You are viewing a plain text version of this content. The canonical link for it is here.
Posted to user@mahout.apache.org by jung hoon sohn <js...@gmail.com> on 2012/09/15 09:29:30 UTC
KmeansDriver Question
Hello, I am trying to cluster the input data using KmeansDriver.
The input vector is transformed from the lucene vector using the
"bin/mahout lucene.vector ..." commands and when I run the
KmeansDriver using the run method, I get
12/09/15 15:18:13 INFO mapred.JobClient: Task Id :
attempt_201209121951_0067_m_000000_1, Status : FAILED
java.lang.ClassCastException: org.apache.hadoop.io.LongWritable cannot be
cast to org.apache.hadoop.io.Text
at
org.apache.mahout.vectorizer.document.SequenceFileTokenizerMapper.map(SequenceFileTokenizerMapper.java:37)

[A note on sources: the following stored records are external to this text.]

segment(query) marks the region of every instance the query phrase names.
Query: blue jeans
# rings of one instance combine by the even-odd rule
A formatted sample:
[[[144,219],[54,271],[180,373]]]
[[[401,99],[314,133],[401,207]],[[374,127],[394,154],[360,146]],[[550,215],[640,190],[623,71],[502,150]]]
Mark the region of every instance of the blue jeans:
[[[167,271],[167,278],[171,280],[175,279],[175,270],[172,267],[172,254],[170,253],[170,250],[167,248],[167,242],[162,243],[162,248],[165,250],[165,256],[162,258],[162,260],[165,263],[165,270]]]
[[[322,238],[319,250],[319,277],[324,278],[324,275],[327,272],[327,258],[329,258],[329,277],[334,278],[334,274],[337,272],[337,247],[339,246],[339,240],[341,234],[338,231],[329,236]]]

at org.apache.hadoop.mapreduce.Mapper.run(Mapper.java:144)
at org.apache.hadoop.mapred.MapTask.runNewMapper(MapTask.java:764)
at org.apache.hadoop.mapred.MapTask.run(MapTask.java:370)
at org.apache.hadoop.mapred.Child$4.run(Child.java:255)
at java.security.AccessController.doPrivileged(Native Method)
at javax.security.auth.Subject.doAs(Subject.java:415)
at
org.apache.hadoop.security.UserGroupInformation.doAs(UserGroupInformation.java:1093)
at org.apache.hadoop.mapred.Child.main(Child.java:249)
for several attempts but the process goes on and generates the output data.
I can even run the clusterdump using the output cluster data however I am
concerned about the effect of above errors.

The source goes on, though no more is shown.